GUI Related Design and Architecture

The most important thing to remember about the code that runs into the embedded Python interpreter of Sublime Text 3 is that you never use the asynchronous versions of the Sublime Text 3 API as Sublime Text 3 will not clean up your memory when the anaconda's callback system is used.

Sublime Text 3 embedded python interpreter is not able to clean up memory allocated in local frames of threads created with the standard python threading library when the thread safe asynchronous versions of the Sublime Text 3 API runs the Python code of the plugin, I am not sure about why this happens but I guess is not a good idea to mess with C++ threads executing the Python embedded intrepreter and the GIL as Sublime Text 3 does on those methods.

For more information about that, you can review this issue in the anaconda project site.

Anyway, there is no need at all to use the async metods in the Sublime Text 3 API as they don't really solve any problem of GUI freeze related with the code in the plugins as there is a GIL in the embedded intereter and if it gets lock everything get locked doesn't matters if the code is running from a different C++ thread or not.

Anaconda resolve this problem using it's decoupled architecture so every method that is called by the Sublime Text 3 plugin system returns inmediatly non blocking the embedded interpreter GIL but registering a callback for the action in the anaconda's callback system so use anaconda offers the most smooth and responsive experience that you are never going to feel using Sulime Text 3 plugins.

How the code is distributed?

At the very beginning, anaconda code was distributed as any other Sulime Text plugin, everything in the root directory with no apparent order with big files that include all the commands and logic all together. This was pretty unmaintenable and in early stages the code was completely refactored to improve it's quality and make it much more maintenable (but harder to test, sorry about that).

The anaconda plugin directory hierarchy is a follows:

anaconda
    ├── anaconda_lib
    │   ├── autopep
    │   │   └── autopep8_lib
    │   │       └── lib2to3
    │   │           ├── fixes
    │   │           └── pgen2
    │   ├── builder
    │   ├── jedi
    │   │   ├── api
    │   │   ├── evaluate
    │   │   │   └── compiled
    │   │   │       └── fake
    │   │   └── parser
    │   └── linting
    │       ├── gutter_mark_themes
    │       └── pyflakes
    ├── anaconda_server
    │   ├── commands
    │   ├── handlers
    │   └── lib
    │       └── compat
    ├── commands
    |── listeners
    ├── messages
    └── templates

The anconda_lib package is shared between the GUI related and the JsonServer parts of anaconda plugin. The GUI related code uses the modules that exists directly in the anaconda_lib package while the JsonServer uses the autopep, jedi and linting modules.

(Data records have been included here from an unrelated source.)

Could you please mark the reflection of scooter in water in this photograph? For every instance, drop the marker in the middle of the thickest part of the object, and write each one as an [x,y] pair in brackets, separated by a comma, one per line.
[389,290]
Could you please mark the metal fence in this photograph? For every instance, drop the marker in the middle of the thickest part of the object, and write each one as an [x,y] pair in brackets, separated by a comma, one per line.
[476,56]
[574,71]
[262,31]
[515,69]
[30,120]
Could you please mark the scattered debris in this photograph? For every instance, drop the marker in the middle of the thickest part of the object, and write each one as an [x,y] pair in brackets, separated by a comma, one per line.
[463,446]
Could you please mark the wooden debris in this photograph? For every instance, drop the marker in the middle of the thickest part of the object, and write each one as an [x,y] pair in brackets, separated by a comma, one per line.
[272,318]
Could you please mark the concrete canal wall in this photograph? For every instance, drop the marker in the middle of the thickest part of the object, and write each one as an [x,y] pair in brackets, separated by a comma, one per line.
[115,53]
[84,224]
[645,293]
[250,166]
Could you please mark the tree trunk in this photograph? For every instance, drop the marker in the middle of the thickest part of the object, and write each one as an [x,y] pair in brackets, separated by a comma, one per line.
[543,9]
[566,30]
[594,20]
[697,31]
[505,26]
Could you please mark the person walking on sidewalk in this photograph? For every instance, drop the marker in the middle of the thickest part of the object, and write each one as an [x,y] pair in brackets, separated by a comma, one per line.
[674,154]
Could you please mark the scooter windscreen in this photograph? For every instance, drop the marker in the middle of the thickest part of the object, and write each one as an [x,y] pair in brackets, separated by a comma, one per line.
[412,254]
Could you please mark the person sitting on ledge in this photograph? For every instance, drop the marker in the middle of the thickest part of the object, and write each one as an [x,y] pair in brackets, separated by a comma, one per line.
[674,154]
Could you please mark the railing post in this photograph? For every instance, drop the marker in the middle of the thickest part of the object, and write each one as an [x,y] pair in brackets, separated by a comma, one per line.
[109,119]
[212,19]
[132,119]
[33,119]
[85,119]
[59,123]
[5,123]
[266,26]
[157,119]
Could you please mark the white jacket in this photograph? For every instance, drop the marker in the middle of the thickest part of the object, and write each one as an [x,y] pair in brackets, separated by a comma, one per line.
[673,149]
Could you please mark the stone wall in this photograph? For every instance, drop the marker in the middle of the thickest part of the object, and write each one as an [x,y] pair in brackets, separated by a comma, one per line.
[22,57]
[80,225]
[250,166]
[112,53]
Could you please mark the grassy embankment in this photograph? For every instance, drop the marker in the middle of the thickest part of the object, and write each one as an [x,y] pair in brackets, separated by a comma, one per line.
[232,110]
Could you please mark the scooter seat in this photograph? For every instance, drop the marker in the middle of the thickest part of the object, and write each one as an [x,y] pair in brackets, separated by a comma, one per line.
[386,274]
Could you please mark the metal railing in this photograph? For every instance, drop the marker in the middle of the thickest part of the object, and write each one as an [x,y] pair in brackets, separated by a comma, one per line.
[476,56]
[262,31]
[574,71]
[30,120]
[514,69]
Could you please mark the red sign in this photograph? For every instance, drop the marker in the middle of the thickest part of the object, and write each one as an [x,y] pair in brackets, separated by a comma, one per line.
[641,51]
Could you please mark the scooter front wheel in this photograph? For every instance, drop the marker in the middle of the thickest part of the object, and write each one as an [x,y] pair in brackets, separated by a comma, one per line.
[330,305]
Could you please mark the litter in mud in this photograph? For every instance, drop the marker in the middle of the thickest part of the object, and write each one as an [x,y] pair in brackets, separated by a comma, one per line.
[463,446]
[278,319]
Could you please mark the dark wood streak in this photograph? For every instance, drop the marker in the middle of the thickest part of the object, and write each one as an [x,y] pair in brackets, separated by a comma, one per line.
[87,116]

The directories are pretty semantic and descriptives themselves, e.g. the commands directory contains all the plugin Sublime Text 3 commands while the listeners directory contains the pluginEventListener hooks.

Each command is contained in it self module that is named <command_name>.py e.g. autoformat.py that contains the command to trigger the AutoPEP8 formatter in the JsonServer. In this way, when we want to add a new command to the plugin, we know that we have to add it in a new file into the commands directory so we can refer to that file later to fix any bug related with this specific command. Each plugin GUI component is isolated so you know exactly which files to look at when you are trying to solve a bug or add a new functionallity.

This architecture help us as well to be able to replace a component for another one in easy way without affect the rest of the plugin in any way. This improves code quality and is less error prone.